Herbal tea that is warm or hot is advised, as well as water with lemon and raw honey. An added benefit is that some teas, including chamomile or peppermint, help relax the airways.
Maintain Your Indoor Environment as Well
People spend more time indoors in the winter, and there are steps you can take to make your indoor environment better for respiratory health. For instance, take additional care to keep your home tidy and free of allergens like dust that can impair breathing.
Jaeger advises using a humidifier to balance out the air’s tendency to get dry after utilising radiators.
In this manner, she explains, “you’re building up the body’s humidification so that when you go outside, you’re not at a fluid deficit.”
She cautions to routinely clean the humidifier to prevent the buildup of bacteria and mould that could release them into the air. Follow the directions on the packaging, or clean with vinegar and water.
Small disposable water bottles can be used with some portable humidifiers. They can be utilised when travelling, in the car, or at the office. By using a throwaway bottle, mould and germs are kept from growing.
Ruckert covers the radiators with a pail of water. The air gets moister as the water evaporation continues.
You may improve your breathing in addition to the quality of the air by utilising essential oils like eucalyptus, peppermint, and tea tree oil. You can rub it on yourself or place it on a cotton ball next to your pillow, according to Jaeger, so that you can smell it.
Medication for Breathing Assistance
Usually, people with respiratory disorders use medication to control their symptoms. Some are taken on a regular basis, while others are “rescue” drugs that should only be taken when symptoms appear.

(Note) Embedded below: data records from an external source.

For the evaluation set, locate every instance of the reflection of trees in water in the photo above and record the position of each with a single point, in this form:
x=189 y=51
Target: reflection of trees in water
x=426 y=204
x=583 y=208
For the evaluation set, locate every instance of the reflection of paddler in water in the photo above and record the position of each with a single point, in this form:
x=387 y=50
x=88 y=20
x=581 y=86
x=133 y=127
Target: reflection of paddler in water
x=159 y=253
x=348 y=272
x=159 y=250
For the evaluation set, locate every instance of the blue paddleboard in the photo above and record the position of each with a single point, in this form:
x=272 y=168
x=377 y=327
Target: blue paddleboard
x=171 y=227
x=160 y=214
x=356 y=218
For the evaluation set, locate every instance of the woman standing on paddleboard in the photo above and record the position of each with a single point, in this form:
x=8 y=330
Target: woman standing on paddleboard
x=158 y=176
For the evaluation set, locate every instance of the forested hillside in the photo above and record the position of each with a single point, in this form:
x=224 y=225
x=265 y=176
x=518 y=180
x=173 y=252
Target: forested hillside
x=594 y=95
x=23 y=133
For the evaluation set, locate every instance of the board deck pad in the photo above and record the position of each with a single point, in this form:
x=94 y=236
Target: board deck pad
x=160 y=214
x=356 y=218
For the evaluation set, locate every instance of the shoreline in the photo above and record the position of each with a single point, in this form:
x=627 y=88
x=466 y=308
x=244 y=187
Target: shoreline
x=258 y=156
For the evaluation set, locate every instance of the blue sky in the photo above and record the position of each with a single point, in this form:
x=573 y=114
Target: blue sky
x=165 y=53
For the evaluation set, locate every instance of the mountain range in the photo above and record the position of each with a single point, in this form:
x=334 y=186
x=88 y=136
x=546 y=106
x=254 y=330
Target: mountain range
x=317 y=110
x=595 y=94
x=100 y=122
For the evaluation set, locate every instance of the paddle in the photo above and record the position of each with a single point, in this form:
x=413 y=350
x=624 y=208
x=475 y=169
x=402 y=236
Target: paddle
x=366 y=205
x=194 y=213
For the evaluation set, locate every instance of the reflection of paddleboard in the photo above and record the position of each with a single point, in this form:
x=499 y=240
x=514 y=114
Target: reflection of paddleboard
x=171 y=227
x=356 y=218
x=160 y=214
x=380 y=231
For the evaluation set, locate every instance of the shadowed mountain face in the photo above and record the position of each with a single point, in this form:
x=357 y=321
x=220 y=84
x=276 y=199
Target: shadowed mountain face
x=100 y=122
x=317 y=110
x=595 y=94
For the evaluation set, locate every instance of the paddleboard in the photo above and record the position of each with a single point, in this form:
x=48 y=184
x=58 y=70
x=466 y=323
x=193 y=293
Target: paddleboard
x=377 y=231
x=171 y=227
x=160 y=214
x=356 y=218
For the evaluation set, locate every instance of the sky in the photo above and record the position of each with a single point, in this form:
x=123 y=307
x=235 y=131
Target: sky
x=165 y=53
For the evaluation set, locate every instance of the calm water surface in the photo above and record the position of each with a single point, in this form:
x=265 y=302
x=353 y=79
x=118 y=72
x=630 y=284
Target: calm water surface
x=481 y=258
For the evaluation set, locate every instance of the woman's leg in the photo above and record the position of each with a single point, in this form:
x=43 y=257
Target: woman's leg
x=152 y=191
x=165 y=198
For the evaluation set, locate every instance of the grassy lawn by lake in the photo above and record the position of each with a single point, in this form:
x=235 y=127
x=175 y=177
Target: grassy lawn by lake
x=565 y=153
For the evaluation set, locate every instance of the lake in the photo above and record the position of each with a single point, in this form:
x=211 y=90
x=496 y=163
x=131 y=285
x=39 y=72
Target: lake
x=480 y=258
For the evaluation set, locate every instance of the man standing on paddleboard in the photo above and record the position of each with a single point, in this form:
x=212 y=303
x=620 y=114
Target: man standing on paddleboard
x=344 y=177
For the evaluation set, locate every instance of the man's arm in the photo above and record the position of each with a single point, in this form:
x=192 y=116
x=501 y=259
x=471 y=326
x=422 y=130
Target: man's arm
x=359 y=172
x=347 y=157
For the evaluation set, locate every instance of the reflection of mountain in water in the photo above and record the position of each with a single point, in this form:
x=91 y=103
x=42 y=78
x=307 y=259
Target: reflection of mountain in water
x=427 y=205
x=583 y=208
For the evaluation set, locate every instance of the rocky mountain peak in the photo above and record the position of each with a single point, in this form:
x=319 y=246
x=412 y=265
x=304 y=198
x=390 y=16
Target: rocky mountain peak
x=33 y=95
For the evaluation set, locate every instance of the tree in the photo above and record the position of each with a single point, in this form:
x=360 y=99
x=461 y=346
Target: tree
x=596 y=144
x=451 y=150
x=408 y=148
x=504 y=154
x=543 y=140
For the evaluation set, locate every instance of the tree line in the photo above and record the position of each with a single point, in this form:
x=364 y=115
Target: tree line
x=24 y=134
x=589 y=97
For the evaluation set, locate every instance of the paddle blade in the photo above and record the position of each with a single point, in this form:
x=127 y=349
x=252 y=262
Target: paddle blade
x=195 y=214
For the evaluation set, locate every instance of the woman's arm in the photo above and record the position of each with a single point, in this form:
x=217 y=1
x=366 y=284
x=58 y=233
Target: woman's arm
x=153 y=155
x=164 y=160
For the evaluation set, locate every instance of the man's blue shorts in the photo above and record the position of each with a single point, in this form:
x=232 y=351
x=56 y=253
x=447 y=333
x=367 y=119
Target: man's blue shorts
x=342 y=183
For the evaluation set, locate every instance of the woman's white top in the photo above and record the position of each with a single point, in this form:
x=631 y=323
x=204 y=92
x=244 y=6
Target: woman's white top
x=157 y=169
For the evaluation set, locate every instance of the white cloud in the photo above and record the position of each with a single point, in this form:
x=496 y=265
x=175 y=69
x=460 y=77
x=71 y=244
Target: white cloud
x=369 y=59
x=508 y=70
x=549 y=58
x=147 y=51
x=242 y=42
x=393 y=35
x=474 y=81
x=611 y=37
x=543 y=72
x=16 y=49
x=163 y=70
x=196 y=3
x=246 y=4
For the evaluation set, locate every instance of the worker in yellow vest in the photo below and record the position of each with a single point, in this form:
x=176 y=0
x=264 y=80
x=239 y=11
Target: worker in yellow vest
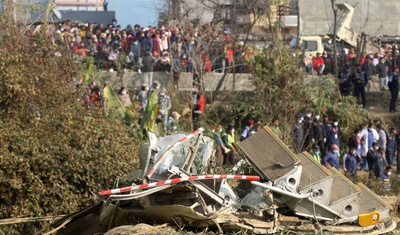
x=316 y=153
x=228 y=138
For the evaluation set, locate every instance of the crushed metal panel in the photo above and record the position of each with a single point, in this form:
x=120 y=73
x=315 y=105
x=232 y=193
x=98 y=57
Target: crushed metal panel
x=348 y=206
x=342 y=187
x=312 y=170
x=268 y=155
x=309 y=209
x=323 y=187
x=374 y=202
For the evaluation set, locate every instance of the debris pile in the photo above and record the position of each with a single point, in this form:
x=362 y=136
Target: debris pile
x=286 y=191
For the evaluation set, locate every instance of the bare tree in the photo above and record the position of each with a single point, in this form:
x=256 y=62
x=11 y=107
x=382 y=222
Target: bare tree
x=334 y=8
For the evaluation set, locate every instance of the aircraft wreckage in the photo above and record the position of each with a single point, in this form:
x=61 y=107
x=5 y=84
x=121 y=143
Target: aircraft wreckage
x=274 y=190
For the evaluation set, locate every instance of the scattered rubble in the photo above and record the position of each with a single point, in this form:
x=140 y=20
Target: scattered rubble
x=284 y=191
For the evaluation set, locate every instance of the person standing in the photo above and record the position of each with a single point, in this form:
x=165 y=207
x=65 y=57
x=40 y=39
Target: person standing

Jaeger advises taking your rescue inhaler as directed before going outside in the chilly weather. In case you require the medication outside, carry it with you.
According to Jaeger, it is ideal for persons with recognised respiratory issues to have an action plan with their healthcare physician. Most patients with these diseases are able to use a peak flow metre to gauge how much air is being ejected from their lungs. “You should be aware of when to contact your physician and when your medication dosage may need to be changed.”
She underlines that if you’ve never had a breathing issue before and you suddenly started experiencing one, you should take it seriously, especially if straightforward self-care techniques don’t help. And you should seek medical assistance right away if you have extreme dyspnea or wheezing and can’t finish your sentences.
Myers uses a variety of inhalers, some on a regular basis and others only as necessary. She says, “I feel they don’t make a big enough difference in cold weather, and their cost is outrageous, so I just choose to stay inside in the winter.”